A Brexit Post-Mortem for the City
Almost five years after the Brexit referendum, and five months after Britain's exit from the European Union, the future of London as a global financial center seems secure. But although the City will remain Europe’s largest financial marketplace, its Golden Age as Europe’s financial capital is over.
LONDON – Nearly five years after the Brexit referendum, and in the five months since Brexit itself, the debate about the future of the City, the financial center of London, has remained a dialogue of the deaf. Those who voted in June 2016 to leave the European Union believe, whatever the evidence to the contrary, that the impact will be minimal, and that the warnings of job losses and business relocation are exaggerated. Remain voters are programmed to think the opposite and, whatever the evidence to the contrary, forecast gloom and doom. What can we learn from what has actually happened?
We have to acknowledge, first, that COVID-19 has confused the picture mightily over the last 18 months. People have not found it easy to change location, even if they wanted to. More important, there are some temporary regulatory arrangements that blunt the impact of the United Kingdom’s departure from the single financial market. There is a Temporary Permissions Regime in London for some EU-based firms, and the European Commission has allowed euro-denominated instruments to be cleared in London until 2022, to avoid the disruption a sudden change on December 31, 2020, might have brought.

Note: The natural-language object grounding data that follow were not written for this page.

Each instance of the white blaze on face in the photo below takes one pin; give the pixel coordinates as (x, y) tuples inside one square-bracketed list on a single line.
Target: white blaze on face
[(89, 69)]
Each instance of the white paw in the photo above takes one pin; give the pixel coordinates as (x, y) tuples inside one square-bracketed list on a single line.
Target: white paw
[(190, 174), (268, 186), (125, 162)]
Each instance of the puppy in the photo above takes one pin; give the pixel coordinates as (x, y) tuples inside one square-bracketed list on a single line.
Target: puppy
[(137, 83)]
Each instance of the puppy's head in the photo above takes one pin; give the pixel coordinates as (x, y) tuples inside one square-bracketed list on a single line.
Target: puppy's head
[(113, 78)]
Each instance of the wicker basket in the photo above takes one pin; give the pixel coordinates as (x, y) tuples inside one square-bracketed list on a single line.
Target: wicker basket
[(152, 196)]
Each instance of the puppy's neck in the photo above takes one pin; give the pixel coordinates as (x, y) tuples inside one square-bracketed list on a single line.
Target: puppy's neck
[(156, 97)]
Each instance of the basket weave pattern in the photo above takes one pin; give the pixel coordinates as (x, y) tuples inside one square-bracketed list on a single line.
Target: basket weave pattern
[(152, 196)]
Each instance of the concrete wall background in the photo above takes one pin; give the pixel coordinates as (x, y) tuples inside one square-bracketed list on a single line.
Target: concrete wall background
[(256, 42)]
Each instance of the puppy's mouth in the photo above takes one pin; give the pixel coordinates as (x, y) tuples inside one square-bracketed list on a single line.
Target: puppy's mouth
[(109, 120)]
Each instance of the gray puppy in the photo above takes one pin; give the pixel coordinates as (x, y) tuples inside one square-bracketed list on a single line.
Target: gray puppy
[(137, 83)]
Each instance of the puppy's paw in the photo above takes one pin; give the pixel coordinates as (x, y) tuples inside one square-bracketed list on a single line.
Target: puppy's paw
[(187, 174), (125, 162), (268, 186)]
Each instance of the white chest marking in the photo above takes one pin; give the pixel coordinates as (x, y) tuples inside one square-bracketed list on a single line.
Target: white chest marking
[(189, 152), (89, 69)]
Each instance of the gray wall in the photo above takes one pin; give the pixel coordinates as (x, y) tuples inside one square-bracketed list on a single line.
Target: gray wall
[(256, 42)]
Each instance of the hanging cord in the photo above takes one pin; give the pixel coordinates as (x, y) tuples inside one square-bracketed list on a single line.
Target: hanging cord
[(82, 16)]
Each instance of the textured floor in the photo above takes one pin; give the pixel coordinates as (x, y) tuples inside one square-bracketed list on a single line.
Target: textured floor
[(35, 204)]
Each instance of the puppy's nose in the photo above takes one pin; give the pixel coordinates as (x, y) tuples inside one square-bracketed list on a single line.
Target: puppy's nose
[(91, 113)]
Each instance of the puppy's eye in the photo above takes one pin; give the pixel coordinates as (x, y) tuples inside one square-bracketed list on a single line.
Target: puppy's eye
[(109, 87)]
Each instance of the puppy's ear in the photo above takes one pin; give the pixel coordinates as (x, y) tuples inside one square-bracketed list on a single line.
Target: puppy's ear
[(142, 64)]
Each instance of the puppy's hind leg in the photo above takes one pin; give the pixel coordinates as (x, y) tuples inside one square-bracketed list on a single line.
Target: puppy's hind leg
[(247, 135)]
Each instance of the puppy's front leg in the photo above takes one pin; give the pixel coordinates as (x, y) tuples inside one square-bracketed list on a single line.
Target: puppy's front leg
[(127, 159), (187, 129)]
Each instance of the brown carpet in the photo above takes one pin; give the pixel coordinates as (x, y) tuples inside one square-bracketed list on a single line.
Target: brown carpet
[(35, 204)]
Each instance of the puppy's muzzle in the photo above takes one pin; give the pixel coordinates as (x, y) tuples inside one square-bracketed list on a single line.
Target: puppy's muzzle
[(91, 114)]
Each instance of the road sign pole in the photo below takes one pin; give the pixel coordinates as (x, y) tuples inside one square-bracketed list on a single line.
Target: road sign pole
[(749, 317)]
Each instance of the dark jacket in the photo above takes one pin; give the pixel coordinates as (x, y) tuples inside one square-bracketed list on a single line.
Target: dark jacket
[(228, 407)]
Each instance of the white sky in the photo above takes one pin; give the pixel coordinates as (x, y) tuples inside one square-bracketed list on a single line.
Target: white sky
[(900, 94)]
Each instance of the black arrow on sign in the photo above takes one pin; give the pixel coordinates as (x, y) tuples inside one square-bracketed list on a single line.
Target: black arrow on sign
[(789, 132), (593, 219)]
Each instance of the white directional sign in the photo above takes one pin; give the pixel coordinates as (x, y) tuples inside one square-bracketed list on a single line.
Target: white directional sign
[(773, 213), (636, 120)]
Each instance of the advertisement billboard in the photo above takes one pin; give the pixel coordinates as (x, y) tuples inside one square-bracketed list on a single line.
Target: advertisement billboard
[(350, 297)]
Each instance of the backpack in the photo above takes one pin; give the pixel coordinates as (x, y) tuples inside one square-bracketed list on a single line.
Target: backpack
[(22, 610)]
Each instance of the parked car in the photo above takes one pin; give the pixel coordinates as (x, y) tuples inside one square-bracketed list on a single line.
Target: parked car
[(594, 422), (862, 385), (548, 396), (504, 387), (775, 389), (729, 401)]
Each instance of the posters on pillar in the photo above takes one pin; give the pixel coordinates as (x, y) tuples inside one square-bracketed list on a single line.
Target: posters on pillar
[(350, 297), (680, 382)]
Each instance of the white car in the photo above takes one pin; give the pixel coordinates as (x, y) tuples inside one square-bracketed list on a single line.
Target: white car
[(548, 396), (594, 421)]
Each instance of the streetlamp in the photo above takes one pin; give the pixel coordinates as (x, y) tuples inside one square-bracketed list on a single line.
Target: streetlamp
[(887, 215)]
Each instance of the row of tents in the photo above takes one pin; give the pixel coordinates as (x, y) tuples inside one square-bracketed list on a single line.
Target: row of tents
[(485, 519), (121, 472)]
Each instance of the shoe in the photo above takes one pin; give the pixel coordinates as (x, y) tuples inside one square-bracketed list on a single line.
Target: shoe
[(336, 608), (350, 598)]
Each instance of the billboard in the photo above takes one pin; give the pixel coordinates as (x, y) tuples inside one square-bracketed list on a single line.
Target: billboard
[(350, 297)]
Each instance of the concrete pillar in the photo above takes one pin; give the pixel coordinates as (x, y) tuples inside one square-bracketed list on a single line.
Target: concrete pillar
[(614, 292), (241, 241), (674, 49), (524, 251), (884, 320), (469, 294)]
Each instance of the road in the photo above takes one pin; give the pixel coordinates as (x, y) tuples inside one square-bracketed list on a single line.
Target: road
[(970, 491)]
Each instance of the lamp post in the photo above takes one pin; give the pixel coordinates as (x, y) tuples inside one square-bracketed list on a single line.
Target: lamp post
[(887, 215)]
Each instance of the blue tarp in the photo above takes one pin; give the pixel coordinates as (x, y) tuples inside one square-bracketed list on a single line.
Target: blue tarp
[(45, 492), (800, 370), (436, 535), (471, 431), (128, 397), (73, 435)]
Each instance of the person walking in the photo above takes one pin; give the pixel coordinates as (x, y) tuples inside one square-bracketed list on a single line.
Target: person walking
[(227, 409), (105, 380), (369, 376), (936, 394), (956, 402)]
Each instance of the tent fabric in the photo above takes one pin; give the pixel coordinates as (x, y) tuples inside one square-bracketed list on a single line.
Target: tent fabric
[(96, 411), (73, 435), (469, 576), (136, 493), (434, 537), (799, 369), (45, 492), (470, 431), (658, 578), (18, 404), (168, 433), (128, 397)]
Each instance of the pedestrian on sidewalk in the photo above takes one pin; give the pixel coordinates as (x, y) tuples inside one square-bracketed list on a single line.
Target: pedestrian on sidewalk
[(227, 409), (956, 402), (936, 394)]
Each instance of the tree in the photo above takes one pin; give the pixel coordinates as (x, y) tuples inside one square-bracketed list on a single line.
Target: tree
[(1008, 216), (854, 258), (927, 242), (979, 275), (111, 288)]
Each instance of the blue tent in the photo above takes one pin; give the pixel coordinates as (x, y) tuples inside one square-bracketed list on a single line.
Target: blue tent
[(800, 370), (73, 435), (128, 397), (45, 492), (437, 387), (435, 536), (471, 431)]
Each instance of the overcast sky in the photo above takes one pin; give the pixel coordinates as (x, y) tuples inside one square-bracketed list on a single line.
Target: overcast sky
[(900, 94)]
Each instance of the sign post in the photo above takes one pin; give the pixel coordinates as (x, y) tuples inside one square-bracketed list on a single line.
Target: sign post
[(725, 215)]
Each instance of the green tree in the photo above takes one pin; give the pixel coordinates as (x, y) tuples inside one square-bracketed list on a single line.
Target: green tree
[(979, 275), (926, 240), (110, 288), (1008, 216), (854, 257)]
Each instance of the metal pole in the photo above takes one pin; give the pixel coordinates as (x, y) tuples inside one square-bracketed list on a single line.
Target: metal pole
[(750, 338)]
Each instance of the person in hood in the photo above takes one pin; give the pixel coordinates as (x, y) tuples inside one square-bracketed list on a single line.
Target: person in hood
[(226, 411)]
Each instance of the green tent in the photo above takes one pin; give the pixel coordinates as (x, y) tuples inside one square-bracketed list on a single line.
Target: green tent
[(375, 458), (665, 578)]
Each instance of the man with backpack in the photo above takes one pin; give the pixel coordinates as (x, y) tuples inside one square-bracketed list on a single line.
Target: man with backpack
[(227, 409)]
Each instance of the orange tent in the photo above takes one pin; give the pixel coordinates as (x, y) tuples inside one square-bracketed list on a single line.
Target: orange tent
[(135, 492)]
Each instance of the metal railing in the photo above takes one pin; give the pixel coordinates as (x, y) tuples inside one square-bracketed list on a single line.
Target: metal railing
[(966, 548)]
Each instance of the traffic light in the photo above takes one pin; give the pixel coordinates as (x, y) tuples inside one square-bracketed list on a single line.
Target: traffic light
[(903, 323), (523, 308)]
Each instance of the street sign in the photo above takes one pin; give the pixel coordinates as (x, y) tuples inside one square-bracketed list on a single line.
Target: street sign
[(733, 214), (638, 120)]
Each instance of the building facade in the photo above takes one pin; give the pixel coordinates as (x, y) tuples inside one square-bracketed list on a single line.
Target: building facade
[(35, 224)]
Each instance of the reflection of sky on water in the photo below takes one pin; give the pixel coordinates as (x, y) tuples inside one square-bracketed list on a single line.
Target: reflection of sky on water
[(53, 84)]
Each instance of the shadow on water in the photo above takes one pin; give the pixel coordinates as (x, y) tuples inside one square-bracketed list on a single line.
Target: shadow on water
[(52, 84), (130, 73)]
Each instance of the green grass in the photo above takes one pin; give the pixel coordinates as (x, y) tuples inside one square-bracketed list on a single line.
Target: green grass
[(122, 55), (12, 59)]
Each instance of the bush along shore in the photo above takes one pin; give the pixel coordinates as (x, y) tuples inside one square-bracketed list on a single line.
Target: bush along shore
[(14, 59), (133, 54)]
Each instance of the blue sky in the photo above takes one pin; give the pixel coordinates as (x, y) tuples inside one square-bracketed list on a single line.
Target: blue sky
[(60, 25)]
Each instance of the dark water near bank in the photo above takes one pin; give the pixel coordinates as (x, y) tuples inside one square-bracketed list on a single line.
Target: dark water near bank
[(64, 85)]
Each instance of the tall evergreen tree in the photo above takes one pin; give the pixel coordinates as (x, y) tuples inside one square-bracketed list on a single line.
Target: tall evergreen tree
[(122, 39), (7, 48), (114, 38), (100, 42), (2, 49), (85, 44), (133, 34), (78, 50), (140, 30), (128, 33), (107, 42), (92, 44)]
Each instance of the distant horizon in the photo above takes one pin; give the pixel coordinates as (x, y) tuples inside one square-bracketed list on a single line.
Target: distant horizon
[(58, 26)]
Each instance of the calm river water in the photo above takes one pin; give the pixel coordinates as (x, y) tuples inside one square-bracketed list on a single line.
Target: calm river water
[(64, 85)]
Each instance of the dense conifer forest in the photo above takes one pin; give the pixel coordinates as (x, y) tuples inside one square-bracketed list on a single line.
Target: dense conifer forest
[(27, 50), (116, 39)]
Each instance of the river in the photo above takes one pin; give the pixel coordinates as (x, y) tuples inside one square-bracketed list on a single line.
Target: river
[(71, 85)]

So what we are seeing today may not reflect Brexit’s full longer-term impact.
Nonetheless, changes that have occurred so far permit us to start assessing the future of the City and the financial operations based there. One move that generated headlines was the abrupt shift of trading in European equities from London to Amsterdam at the start of the year. An average of €9.2 billion ($11.2 billion) in shares was traded daily on the Amsterdam exchange in January, four times the volume in December 2020, while London’s daily average dropped sharply, to €8.6 billion. The switch can be traced to regulation: the European Commission has not granted “equivalence” to UK trading venues, and is in no rush to do so.